Una situazione a macchia di leopardo, con sullo stesso territorio persone che possono contare sul proprio dottore, spesso anche con la vaccinazione a domicilio, e altre che devono andare nei distretti sanitari o comunque nei posti in cui a somministrare il vaccino sono i medici dell’azienda sanitaria. A rendere, se possibile, ancora più incomprensibile e difficilmente accettabile l’atteggiamento di rifiuto da gran parte dei professionisti è la contestualità della campagna vaccinale contro il Covid, con quella antinfluenzale. Due farmaci che, come noto, possono essere inoculati nella stessa seduta.

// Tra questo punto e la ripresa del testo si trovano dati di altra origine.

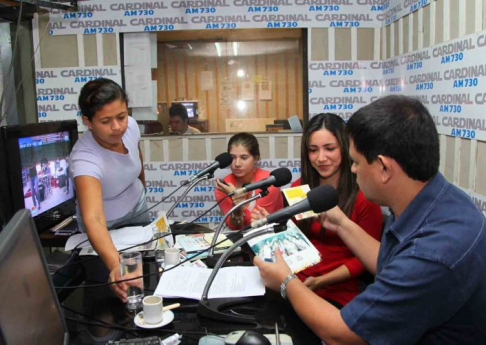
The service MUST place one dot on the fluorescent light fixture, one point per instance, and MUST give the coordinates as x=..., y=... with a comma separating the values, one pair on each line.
x=241, y=105
x=218, y=48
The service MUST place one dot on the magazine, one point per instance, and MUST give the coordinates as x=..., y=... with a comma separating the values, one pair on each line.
x=298, y=252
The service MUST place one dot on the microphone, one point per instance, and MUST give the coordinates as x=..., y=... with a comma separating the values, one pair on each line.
x=278, y=178
x=221, y=161
x=319, y=199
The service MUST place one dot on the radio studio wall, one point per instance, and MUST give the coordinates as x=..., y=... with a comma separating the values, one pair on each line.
x=447, y=75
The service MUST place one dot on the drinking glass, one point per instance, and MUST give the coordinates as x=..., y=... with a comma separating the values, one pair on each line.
x=131, y=267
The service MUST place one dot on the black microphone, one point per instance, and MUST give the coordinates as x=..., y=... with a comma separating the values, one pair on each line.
x=278, y=178
x=222, y=161
x=319, y=199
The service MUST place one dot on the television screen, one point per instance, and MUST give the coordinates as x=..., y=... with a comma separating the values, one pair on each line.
x=34, y=171
x=191, y=106
x=45, y=171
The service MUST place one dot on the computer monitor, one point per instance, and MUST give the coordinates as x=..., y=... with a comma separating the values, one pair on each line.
x=30, y=312
x=191, y=106
x=34, y=171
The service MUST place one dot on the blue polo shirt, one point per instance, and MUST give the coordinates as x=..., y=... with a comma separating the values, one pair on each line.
x=430, y=285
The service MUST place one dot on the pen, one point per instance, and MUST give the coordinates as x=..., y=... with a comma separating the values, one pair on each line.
x=171, y=306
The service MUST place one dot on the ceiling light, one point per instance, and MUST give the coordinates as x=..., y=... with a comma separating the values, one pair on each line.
x=241, y=105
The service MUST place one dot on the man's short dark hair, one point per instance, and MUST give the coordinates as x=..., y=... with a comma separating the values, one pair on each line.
x=96, y=93
x=401, y=128
x=178, y=109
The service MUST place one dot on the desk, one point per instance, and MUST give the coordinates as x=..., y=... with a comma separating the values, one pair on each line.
x=101, y=304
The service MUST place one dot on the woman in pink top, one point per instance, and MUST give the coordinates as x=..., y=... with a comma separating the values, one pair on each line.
x=245, y=151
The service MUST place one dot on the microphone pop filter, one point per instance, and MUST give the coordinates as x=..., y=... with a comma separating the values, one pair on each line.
x=282, y=176
x=224, y=160
x=322, y=198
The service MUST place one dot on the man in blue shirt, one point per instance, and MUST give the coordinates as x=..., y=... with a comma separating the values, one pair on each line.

Ma se per l’antinfluenzale l’accordo prevede l’obbligo per i medici di medicina generale, riconoscendo 6,16 euro a iniezione, per il Covid la prestazione è su base volontaria. Non ci vuol molto a comprendere come sarebbe meno disagevole, soprattutto per gli anziani, ricevere contemporaneamente i due vaccini, cosa che avverrà solo in quei casi in cui il professionista abbia detto sì all’invito della Regione, i cui dati aggiornati ad oggi dicono che sono oltre 5mila le preadesioni dei cittadini alla vaccinazione contro il Covid. "Con l'avvicinarsi della stagione invernale mettiamo in campo tutti gli strumenti in modo da rendere l'adesione alla campagna vaccinale più capillare e semplice possibile”, hanno detto pochi giorni fa Cirio e Icardi, ricordando come “il Piemonte è la regione che ha fatto il più alto numero di terze, quarte e quinte dosi e oggi vogliamo dedicare la stessa attenzione alle categorie più esposte per le quali è indicata la vaccinazione in questa fase”.

Buoni propositi che, tuttavia, si scontrano e rischiano di essere in parte disattesi proprio per quell’alto numero di medici di famiglia non disposti a vaccinare contro il Covid gli ultrasessantenni e i fragili. “Altre regioni hanno fatto accordi migliori e in non pochi casi la remunerazione è il doppio rispetto a quella fissata in Piemonte”, osserva Antonio Barillà, segretario regionale del sindacato Smi. “Ma c’è anche un aspetto organizzativo, alla base della scarsa adesione. Vaccinare in ambulatorio – sostiene il sindacalista – è più complesso anche tenendo conto che i flaconi sono da sei dosi e ognuno va usata nell’arco di 12 ore”. Di fronte all’eventualità di buttare via qualche dose, ma somministrando le altre, si profila al contrario il rischio ancor peggiore di vedere tanti anziani rinunciare a proteggersi.